TOKYO: Asian stocks came under pressure on Thursday as the threat of imminent U.S. military action in Syria rattled investors and sent oil prices to their highest levels since late 2014 on concerns about supply.
MSCI’s broadest index of Asia-Pacific shares outside Japan slipped 0.05 percent in early trade while Japan’s Nikkei dropped 0.4 percent.
On Wednesday, the S&P 500 lost 0.55 percent and the Nasdaq Composite dropped 0.36 percent while energy shares gained more than 1 percent on rising oil prices.
Trump declared that missiles “will be coming” in Syria, taunting Russia for supporting Syrian President Bashar al-Assad after a suspected chemical attack on rebels. Damascus and Moscow have denied any responsibility.

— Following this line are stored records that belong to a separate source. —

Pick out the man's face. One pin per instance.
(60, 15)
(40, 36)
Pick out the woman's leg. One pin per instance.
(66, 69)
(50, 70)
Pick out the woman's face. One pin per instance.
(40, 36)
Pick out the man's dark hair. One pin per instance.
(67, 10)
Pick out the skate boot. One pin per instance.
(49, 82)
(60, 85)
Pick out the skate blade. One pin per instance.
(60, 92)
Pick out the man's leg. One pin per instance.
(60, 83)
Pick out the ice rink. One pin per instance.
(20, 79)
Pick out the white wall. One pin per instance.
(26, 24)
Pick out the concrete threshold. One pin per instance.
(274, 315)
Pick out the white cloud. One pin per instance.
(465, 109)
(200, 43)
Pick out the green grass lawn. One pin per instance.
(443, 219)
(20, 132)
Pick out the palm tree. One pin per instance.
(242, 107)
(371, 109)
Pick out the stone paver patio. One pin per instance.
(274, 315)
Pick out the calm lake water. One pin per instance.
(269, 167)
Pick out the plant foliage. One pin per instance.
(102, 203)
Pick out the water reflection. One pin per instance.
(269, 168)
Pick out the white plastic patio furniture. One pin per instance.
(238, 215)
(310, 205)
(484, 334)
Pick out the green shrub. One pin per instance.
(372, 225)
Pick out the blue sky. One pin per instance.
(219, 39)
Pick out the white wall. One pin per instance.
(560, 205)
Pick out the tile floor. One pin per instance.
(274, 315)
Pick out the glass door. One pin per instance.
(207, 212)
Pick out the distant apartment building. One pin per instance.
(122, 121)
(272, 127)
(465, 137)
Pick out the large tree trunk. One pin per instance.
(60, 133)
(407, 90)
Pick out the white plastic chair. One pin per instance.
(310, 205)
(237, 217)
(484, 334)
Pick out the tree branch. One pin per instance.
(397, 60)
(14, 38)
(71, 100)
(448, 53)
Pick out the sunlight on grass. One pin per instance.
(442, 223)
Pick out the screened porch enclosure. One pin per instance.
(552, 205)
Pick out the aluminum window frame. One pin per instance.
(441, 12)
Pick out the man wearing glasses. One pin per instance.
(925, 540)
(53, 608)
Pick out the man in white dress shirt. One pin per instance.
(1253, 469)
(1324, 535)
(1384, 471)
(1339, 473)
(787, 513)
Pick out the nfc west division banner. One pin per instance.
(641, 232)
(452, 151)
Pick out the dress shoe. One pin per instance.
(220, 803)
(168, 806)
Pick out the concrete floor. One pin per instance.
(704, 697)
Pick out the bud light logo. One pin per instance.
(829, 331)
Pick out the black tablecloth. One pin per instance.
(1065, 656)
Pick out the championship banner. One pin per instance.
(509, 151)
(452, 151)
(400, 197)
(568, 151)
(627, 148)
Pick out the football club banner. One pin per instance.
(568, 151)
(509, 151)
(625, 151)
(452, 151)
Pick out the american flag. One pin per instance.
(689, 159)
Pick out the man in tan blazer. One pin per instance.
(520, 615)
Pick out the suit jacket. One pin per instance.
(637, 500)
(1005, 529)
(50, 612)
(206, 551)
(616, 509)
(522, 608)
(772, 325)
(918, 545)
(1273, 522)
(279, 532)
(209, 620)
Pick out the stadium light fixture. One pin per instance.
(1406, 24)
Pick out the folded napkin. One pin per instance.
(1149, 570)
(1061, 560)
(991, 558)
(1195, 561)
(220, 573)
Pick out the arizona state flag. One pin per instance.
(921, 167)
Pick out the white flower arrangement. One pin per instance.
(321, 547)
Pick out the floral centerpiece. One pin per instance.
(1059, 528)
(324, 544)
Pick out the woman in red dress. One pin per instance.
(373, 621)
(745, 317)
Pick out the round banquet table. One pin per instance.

His comments raised the prospect of direct conflict over Syria for the first time between the two world powers backing opposing sides in the seven-year-old civil war, which has also escalated a rivalry between Saudi Arabia and Iran.
The tension intensified in another front as Saudi Arabia said its air defense forces intercepted three ballistic missiles fired at Riyadh and other cities by Yemen’s Houthis.
Fears of military conflicts in the Middle East have boosted oil prices as well as safe-haven assets such as gold.
Both U.S. crude and global benchmark Brent traded at the highest levels since 2014 as geopolitical concerns overshadowed a surprise buildup in U.S. crude inventories.
U.S. crude futures traded at $66.79 a barrel, having risen 7.6 percent so far this week. They have traded as high as $67.45 on Wednesday, a level last seen in December 2014.
Brent traded at $71.93 a barrel, having touched a high of $73.09 on Wednesday.
Gold stood at $1,353.10 per ounce, having climbed to $1,365.30. A break above its Jan. 25 high of $1,365.8 would take the yellow metal to a high last seen in August 2016.